At first glance the new trailer suggests it won't be shy on fan service. For the first-time ever the brand-new Doctor is in fact an old Doctor (Tennant), the Toymaker is one of the most obscure adversaries to return from the show's early years and one of the episodes is a partial adaptation of a classic comic strip from Doctor Who Magazine. 
At the same time I feel surprisingly confident that the story will be pitched right. Whether you welcome their return or not, Tennant and Tate hail from the point where the show was at or near the pinnacle of its mainstream success. Their brief return might feel like playing safe but it's also rather smart.
I suspect the reappearance of The Toymaker will be carefully handled. For those who haven't read all 288-pages (4) of Doctor Who: The Secret Life of Monsters there's still the fact they've cast the pretty well-known Neil Patrick Harris in the part. And for youngsters he's an evil extra-terrestrial prankster who wears some great costumes - what's not to love?

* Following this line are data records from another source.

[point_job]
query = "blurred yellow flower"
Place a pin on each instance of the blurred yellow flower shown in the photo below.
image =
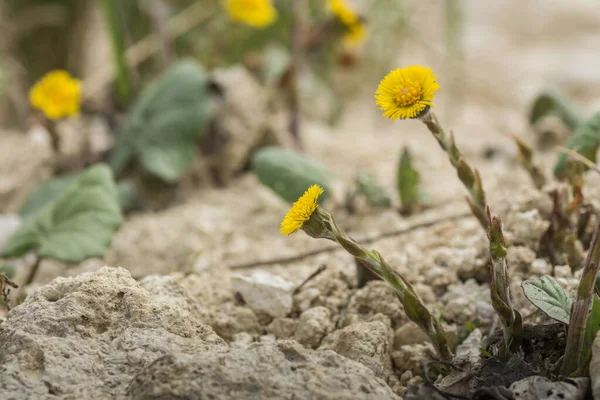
(407, 92)
(301, 211)
(256, 13)
(356, 30)
(57, 94)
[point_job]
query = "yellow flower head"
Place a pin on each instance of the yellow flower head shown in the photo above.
(301, 211)
(57, 94)
(407, 92)
(355, 28)
(256, 13)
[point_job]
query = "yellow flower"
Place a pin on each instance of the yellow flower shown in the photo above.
(301, 211)
(257, 13)
(57, 94)
(407, 92)
(355, 27)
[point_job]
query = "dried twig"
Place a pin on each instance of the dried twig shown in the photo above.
(329, 249)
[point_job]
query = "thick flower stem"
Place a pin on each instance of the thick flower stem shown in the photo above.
(581, 308)
(413, 306)
(468, 175)
(512, 324)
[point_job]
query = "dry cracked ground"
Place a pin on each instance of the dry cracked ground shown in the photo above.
(204, 299)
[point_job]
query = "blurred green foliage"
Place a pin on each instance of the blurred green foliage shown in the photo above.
(289, 173)
(165, 124)
(71, 224)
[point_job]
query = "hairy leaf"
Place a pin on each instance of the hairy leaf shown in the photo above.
(546, 294)
(77, 223)
(289, 173)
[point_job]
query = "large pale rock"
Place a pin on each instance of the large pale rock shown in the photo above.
(313, 325)
(277, 370)
(368, 343)
(265, 292)
(86, 337)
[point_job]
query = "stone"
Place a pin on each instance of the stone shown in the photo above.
(283, 328)
(88, 336)
(377, 297)
(313, 325)
(409, 357)
(278, 370)
(232, 319)
(409, 333)
(264, 292)
(461, 299)
(368, 343)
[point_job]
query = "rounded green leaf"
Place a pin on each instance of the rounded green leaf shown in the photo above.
(78, 223)
(164, 125)
(289, 173)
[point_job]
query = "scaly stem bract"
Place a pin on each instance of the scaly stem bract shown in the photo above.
(468, 175)
(512, 325)
(581, 308)
(114, 26)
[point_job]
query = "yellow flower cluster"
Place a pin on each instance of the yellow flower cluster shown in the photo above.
(356, 31)
(407, 92)
(256, 13)
(301, 211)
(57, 94)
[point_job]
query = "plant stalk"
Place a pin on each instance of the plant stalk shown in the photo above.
(581, 308)
(467, 175)
(322, 225)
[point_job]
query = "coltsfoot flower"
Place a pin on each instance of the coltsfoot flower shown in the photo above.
(407, 92)
(57, 94)
(256, 13)
(356, 31)
(301, 211)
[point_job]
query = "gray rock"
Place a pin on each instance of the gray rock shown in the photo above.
(313, 325)
(281, 370)
(86, 337)
(265, 292)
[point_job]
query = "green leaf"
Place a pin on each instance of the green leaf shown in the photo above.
(585, 141)
(375, 193)
(166, 122)
(289, 173)
(76, 224)
(46, 193)
(407, 181)
(9, 270)
(592, 326)
(546, 294)
(552, 102)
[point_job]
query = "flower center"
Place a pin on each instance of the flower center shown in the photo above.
(408, 93)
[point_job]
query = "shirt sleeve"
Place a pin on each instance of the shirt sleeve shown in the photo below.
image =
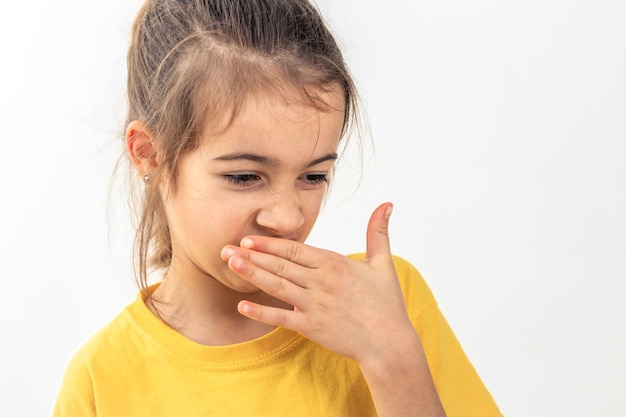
(459, 386)
(76, 396)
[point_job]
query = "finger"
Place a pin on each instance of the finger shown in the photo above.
(378, 246)
(291, 250)
(270, 263)
(277, 287)
(270, 315)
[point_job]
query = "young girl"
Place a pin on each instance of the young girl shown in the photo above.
(237, 109)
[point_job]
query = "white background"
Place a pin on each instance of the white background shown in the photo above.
(500, 135)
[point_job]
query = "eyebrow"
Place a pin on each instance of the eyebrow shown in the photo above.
(263, 160)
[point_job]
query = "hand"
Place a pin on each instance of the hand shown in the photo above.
(354, 308)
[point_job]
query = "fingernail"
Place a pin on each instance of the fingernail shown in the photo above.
(246, 242)
(227, 253)
(388, 212)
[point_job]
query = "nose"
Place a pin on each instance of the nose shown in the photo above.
(281, 214)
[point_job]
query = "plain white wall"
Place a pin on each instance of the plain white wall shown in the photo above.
(500, 135)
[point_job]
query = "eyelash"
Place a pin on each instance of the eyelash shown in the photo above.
(247, 180)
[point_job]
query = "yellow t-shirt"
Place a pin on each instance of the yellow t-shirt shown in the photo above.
(138, 366)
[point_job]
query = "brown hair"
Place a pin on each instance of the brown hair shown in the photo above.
(195, 60)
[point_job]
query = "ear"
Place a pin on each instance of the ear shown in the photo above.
(141, 148)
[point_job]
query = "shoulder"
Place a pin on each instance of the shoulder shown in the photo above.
(417, 294)
(101, 349)
(77, 392)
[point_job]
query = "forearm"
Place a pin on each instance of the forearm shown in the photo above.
(400, 381)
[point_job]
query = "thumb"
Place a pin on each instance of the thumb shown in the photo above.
(378, 233)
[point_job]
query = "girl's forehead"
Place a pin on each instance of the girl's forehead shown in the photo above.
(273, 127)
(267, 111)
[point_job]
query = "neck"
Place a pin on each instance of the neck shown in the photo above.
(205, 311)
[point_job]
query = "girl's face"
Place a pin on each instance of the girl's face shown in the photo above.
(266, 174)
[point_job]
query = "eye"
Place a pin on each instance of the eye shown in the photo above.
(315, 178)
(242, 180)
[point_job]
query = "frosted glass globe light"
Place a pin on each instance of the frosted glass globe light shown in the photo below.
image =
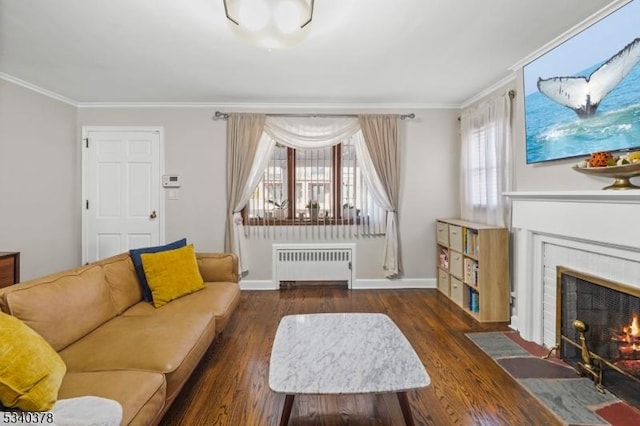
(270, 23)
(288, 15)
(253, 14)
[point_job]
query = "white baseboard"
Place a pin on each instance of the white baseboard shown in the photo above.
(257, 285)
(382, 283)
(359, 284)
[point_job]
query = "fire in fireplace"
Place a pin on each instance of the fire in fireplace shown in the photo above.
(599, 331)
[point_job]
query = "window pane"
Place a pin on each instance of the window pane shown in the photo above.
(270, 198)
(314, 179)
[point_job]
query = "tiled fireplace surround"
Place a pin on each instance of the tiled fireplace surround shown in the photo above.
(597, 232)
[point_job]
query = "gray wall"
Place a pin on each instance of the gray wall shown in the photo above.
(39, 180)
(40, 176)
(195, 149)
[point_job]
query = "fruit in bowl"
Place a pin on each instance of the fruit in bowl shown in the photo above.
(601, 159)
(606, 159)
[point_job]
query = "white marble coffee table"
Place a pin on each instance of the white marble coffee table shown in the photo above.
(350, 353)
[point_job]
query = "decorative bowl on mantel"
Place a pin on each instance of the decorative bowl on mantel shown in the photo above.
(621, 174)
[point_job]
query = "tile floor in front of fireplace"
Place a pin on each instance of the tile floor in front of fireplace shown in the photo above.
(573, 399)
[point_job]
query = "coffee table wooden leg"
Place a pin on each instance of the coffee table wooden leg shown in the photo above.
(286, 410)
(406, 409)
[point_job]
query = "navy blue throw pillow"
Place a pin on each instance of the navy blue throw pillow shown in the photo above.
(137, 263)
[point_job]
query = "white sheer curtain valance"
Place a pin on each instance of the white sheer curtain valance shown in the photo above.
(260, 137)
(486, 161)
(310, 132)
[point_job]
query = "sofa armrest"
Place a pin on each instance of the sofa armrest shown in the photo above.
(218, 266)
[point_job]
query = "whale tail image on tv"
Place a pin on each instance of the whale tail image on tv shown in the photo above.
(583, 94)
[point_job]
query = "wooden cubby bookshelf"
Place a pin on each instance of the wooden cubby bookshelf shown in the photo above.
(476, 274)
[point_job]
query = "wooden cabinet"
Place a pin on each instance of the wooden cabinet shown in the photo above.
(473, 267)
(9, 268)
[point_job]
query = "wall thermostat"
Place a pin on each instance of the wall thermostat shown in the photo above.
(171, 181)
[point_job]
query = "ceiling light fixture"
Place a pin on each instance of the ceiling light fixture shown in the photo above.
(270, 23)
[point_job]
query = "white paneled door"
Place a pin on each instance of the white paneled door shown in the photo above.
(122, 205)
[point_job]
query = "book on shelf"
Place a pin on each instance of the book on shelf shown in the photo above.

And finally there's Beep the Meep - who, as mentioned above, has been plucked from the pages of a 40-year-old comic. Although I think to be honest this is absolutely in keeping with RTD's obvious love of cutesy looking things that will kill you, a staple of alien threats during his first stint as showrunner. 

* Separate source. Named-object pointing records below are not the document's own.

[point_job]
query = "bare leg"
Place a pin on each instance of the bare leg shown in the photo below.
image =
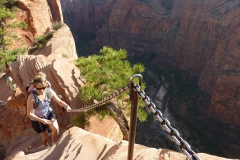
(55, 131)
(44, 137)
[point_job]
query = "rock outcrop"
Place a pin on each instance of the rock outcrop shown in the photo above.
(76, 143)
(56, 60)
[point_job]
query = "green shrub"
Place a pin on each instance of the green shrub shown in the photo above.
(106, 73)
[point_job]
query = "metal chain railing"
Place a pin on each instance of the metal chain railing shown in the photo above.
(103, 101)
(165, 124)
(157, 114)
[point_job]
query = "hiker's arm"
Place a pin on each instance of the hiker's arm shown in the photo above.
(59, 101)
(30, 103)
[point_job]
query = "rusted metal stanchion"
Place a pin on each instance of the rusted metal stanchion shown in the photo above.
(133, 118)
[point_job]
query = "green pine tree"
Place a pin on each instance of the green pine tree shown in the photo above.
(106, 73)
(7, 12)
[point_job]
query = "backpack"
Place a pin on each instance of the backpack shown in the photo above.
(36, 99)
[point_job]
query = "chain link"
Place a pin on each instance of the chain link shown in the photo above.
(165, 124)
(103, 101)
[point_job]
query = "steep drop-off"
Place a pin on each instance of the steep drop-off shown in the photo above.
(201, 37)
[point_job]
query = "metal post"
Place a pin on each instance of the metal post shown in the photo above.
(133, 118)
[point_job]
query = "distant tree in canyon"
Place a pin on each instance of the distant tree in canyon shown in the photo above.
(7, 23)
(106, 73)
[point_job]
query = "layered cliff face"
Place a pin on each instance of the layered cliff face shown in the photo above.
(56, 60)
(201, 37)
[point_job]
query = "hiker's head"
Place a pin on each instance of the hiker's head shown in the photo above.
(39, 81)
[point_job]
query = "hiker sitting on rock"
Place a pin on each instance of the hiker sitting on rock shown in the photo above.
(39, 109)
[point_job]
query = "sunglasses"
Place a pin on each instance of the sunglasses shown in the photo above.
(40, 88)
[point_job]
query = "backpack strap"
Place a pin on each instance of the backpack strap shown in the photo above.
(48, 94)
(36, 99)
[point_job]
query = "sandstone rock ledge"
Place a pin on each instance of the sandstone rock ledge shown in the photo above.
(76, 143)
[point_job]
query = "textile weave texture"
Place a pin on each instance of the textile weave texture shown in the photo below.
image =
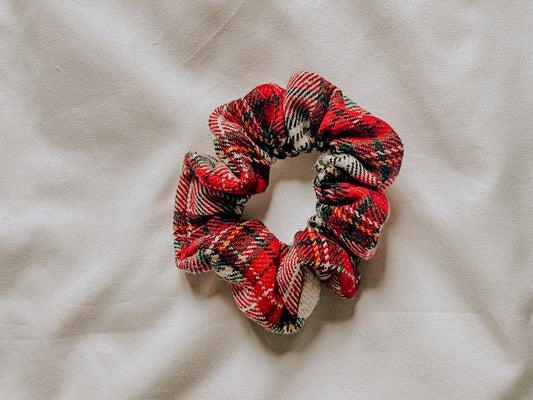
(275, 284)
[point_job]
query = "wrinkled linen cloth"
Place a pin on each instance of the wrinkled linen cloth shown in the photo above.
(100, 102)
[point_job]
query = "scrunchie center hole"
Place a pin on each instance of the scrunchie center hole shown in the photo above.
(289, 200)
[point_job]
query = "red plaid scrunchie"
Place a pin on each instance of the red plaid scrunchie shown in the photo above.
(275, 284)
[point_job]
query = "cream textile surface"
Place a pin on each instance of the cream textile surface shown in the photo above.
(100, 101)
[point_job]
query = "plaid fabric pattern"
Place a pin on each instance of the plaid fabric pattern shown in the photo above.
(275, 284)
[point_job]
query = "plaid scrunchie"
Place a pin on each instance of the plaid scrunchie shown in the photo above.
(275, 284)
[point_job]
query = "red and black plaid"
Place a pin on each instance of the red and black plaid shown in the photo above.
(275, 284)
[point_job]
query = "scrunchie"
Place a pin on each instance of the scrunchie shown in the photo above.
(275, 284)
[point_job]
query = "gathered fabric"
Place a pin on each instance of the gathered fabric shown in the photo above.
(275, 284)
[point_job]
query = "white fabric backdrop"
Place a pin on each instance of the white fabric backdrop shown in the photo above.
(100, 101)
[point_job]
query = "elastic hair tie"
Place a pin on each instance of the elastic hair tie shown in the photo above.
(274, 284)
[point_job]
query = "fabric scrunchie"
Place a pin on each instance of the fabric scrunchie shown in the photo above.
(274, 284)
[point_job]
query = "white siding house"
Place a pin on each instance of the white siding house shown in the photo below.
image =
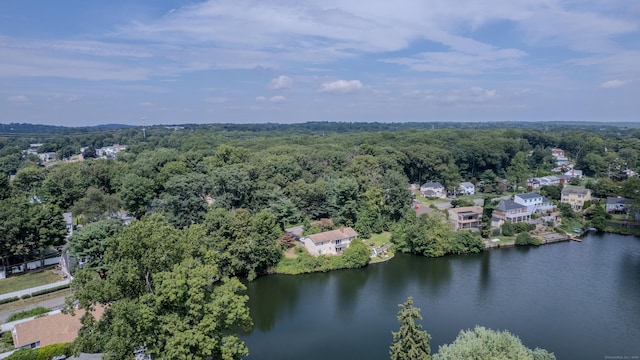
(329, 242)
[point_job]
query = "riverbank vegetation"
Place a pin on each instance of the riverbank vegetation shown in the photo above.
(412, 342)
(431, 235)
(355, 256)
(208, 204)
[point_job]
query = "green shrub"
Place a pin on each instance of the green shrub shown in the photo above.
(8, 300)
(6, 341)
(24, 354)
(526, 239)
(50, 351)
(50, 290)
(28, 313)
(508, 229)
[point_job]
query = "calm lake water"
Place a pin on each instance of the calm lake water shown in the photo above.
(578, 300)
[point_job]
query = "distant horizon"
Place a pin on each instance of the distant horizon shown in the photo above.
(249, 61)
(548, 122)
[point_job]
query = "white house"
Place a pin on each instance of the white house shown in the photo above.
(467, 188)
(433, 189)
(574, 173)
(534, 202)
(329, 242)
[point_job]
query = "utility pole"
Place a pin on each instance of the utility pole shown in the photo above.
(144, 130)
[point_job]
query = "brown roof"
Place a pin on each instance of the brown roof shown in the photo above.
(474, 209)
(333, 235)
(51, 329)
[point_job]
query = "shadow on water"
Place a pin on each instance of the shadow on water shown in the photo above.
(350, 282)
(485, 271)
(629, 281)
(431, 274)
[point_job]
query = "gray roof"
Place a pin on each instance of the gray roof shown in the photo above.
(582, 191)
(507, 205)
(618, 200)
(84, 356)
(528, 195)
(68, 218)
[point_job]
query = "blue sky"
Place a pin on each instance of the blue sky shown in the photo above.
(78, 62)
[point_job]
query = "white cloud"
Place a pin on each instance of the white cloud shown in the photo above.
(341, 86)
(280, 83)
(18, 99)
(611, 84)
(457, 62)
(278, 99)
(216, 100)
(458, 97)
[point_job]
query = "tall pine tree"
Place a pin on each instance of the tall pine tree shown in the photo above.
(410, 342)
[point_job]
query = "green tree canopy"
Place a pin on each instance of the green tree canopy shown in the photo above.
(482, 343)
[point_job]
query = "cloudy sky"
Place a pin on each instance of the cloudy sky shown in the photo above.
(78, 62)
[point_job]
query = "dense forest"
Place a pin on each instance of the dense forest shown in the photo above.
(210, 203)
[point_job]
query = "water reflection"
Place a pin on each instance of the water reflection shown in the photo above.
(350, 282)
(279, 295)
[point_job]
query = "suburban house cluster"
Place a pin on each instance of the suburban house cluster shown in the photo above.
(521, 208)
(437, 190)
(329, 242)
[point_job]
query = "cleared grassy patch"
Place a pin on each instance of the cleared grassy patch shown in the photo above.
(28, 313)
(28, 280)
(378, 240)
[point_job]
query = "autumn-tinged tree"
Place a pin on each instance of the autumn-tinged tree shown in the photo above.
(410, 342)
(518, 171)
(136, 192)
(482, 343)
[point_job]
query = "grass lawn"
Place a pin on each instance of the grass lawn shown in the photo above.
(503, 239)
(569, 225)
(28, 280)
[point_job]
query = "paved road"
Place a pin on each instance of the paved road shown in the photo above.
(53, 304)
(296, 230)
(34, 289)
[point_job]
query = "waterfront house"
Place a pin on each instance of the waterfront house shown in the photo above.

He must have hooted - as only the ebullient Welshman can - at the thought of returning to a favourite theme by introducing a character from one of the most niche corners of fandom.  But I hardly expect that the audience will need to follow footnotes (5) or consult a pull-out continuity guide in The Radio Times to understand the age-old concept that the initially unthreatening can be pretty damn frightening. That's been at the heart of Doctor Who's DNA since the days when sink plungers became the tools of intergalactic conquest and Satan-worshipping Morris dancers started whacking Jon Pertwee with sticks on a picturesque village green. 

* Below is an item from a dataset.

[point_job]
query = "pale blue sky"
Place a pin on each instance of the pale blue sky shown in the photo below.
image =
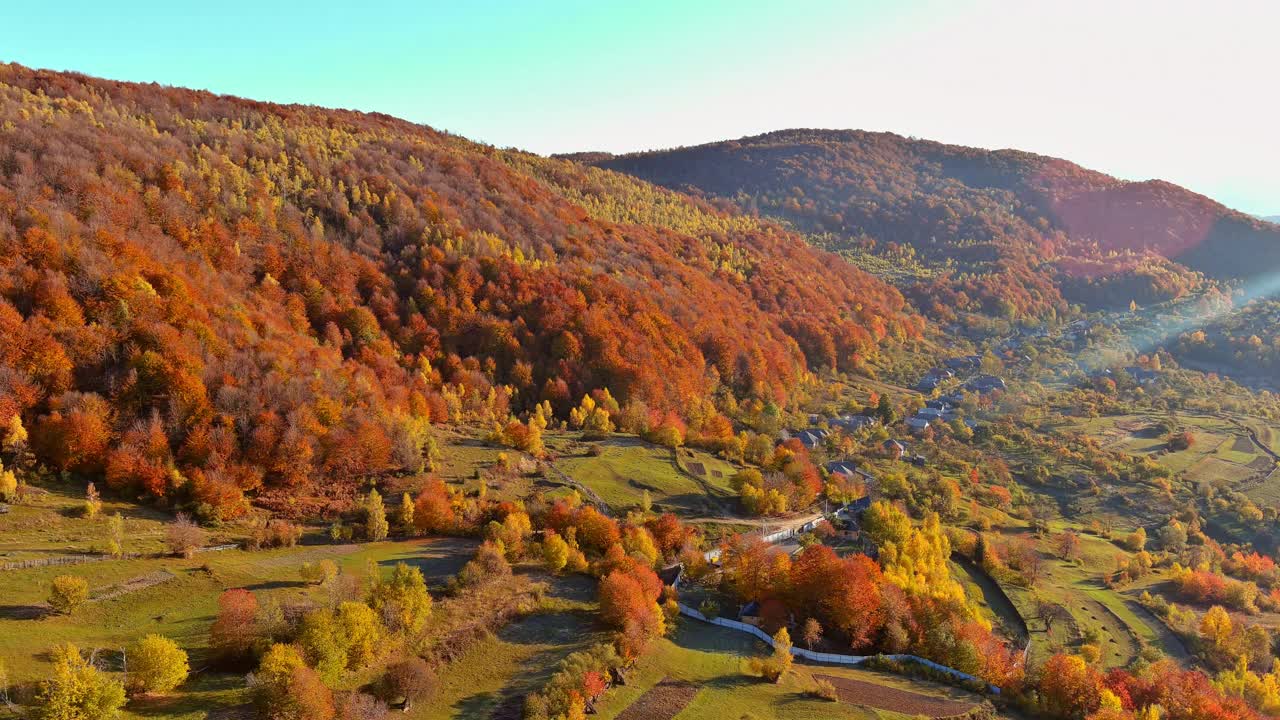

The old ideas that first set the show on its way in November 1963 are actually still pretty damn robust many decades on. So long as they're handled in a new way - and don't require an encyclopedic knowledge of the past - I'm more than confident there's life in the Time Lord yet. 
 
(1) - Why on Earth would I call my daughter Romana? Because by the time I called out "Look out Romanadvoratrelundar" she'd have already been hit by the speeding bus.
(2) - This is further proof of why many newspaper opinion writers are Tories, because no normal-sized family home has room to avoid putting a settee firmly against the wall. 
(3) - This was an early warning to The Daily Express that the BBC's flagship family show had been infiltrated by the "wokerati", with a full-throated endorsement of Jamie Oliver's healthy school meals agenda.
(4) I actually counted. One terrible night...

(5) I could hardly ignore the fact that a blog post ostensibly about a long-running show not losing sight of appealing to casual viewers has peppered nearly every paragraph with obscure in-jokes that literally no-one - even amongst my fairly-geek leaning friendship group - is likely to get.